Aktuell sind 160 Soldaten im Assistenzeinsatz für die Gesundheitsbehörden tätig, wie die "Wiener Zeitung" aus dem Verteidigungsministerium erfuhr. Im Einsatz sind die Soldaten bisher in sechs Bundesländern: in Nieder- und Oberösterreich, im Burgenland, in der Steiermark, in Kärnten, Salzburg und Tirol.

Keine Tests direkt an Grenze

Teststraßen direkt an den Grenzübergängen erteilte Gesundheitsminister Rudolf Anschober (Grüne) unterdessen eine Absage. Der Aufwand wäre riesengroß, führte er am Montag im Ö1-Morgenjournal aus. Aus seiner Sicht mache es zudem keinen Unterschied, ob man bei 1450 anrufe und sich eine Gratis-Testung organisiere oder zu einem Drive-in-Test fährt, wie vor dem Wiener Ernst-Happel-Stadion seit Sonntag kostenlos angeboten (siehe dazu Seite 13).

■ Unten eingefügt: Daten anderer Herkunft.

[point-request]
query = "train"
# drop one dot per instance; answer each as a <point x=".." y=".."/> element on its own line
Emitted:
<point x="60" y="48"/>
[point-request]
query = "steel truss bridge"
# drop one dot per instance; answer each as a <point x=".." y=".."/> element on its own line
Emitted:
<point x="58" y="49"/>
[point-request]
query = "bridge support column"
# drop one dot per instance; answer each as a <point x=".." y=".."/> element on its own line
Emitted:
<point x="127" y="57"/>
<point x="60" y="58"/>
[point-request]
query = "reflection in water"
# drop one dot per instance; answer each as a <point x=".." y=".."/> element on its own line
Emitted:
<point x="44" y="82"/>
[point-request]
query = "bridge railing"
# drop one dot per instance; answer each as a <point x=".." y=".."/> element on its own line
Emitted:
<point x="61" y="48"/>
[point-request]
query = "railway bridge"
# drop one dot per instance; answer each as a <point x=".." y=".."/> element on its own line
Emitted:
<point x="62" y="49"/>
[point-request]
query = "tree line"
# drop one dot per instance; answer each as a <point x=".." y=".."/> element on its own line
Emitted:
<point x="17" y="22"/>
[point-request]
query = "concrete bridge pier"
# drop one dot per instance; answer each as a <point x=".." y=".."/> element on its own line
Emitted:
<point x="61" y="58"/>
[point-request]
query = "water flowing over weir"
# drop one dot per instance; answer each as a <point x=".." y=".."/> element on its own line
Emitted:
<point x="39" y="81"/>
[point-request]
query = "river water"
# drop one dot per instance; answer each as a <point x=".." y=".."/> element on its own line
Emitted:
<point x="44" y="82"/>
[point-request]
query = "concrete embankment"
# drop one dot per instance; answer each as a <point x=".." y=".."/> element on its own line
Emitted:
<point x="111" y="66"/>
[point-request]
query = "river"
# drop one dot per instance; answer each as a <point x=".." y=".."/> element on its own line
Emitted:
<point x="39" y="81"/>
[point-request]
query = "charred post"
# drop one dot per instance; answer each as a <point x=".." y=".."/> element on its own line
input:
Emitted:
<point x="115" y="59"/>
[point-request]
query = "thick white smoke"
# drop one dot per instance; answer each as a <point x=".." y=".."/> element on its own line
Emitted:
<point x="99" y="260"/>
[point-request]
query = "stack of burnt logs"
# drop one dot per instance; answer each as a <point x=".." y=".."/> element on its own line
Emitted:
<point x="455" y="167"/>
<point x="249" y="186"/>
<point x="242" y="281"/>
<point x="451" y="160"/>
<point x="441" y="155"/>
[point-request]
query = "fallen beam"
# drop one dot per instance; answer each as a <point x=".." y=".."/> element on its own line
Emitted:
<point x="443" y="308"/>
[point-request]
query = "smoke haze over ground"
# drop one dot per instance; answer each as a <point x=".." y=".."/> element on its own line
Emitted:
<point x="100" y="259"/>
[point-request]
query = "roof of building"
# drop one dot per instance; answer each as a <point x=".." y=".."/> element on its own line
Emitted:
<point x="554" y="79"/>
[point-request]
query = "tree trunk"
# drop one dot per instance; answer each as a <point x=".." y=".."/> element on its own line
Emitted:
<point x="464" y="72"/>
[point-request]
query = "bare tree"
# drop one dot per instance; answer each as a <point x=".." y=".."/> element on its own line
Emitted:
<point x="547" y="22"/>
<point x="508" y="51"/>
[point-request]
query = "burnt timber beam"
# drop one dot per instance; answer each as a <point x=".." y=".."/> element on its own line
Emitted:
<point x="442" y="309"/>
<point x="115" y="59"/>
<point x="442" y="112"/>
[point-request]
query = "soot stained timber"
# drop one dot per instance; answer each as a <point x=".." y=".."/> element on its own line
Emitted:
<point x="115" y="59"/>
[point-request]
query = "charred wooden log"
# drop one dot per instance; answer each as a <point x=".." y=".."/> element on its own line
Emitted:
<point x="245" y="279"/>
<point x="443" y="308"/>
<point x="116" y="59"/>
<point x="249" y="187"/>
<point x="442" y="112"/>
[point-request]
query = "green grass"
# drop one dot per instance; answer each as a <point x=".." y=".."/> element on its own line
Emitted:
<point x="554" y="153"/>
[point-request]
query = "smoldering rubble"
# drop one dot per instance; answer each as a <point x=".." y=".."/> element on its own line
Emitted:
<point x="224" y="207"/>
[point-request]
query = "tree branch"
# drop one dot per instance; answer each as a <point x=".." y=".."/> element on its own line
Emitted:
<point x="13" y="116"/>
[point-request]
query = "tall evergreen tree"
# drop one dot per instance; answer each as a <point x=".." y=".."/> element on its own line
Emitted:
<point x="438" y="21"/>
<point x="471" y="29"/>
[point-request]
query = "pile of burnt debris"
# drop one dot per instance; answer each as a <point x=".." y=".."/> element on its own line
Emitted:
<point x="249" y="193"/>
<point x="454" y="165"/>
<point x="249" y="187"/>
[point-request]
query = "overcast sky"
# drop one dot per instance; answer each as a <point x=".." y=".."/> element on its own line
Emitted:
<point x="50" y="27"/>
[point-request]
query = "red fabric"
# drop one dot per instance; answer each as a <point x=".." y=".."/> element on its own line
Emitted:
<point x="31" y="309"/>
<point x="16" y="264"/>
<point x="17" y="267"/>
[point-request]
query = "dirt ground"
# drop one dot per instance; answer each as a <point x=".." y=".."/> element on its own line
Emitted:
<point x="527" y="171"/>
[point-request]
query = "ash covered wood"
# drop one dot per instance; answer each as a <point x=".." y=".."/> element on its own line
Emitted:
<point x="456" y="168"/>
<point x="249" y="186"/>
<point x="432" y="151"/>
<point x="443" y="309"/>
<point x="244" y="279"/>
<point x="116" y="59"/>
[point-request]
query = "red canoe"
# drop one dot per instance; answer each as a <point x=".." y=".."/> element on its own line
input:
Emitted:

Die Arbeiterkammer Wien bietet indessen ein Online-Tool mit raschem Überblick über die Corona-Einreise-Verordnung. Damit können Regelungen für Standard-Einreisefälle aus verschiedenen Ländern einfach gescheckt werden. Damit wird auf die für juristische Laien mitunter schwer lesbaren Verordnungstexte reagiert - ebenso wie auf die Tatsache, dass neue Reisewarnungen auch künftig sehr kurzfristig erlassen werden könnten. Die Warnung für Kroatien war zu diesem Zeitpunkt etwa auch für Touristiker durchaus überraschend gekommen.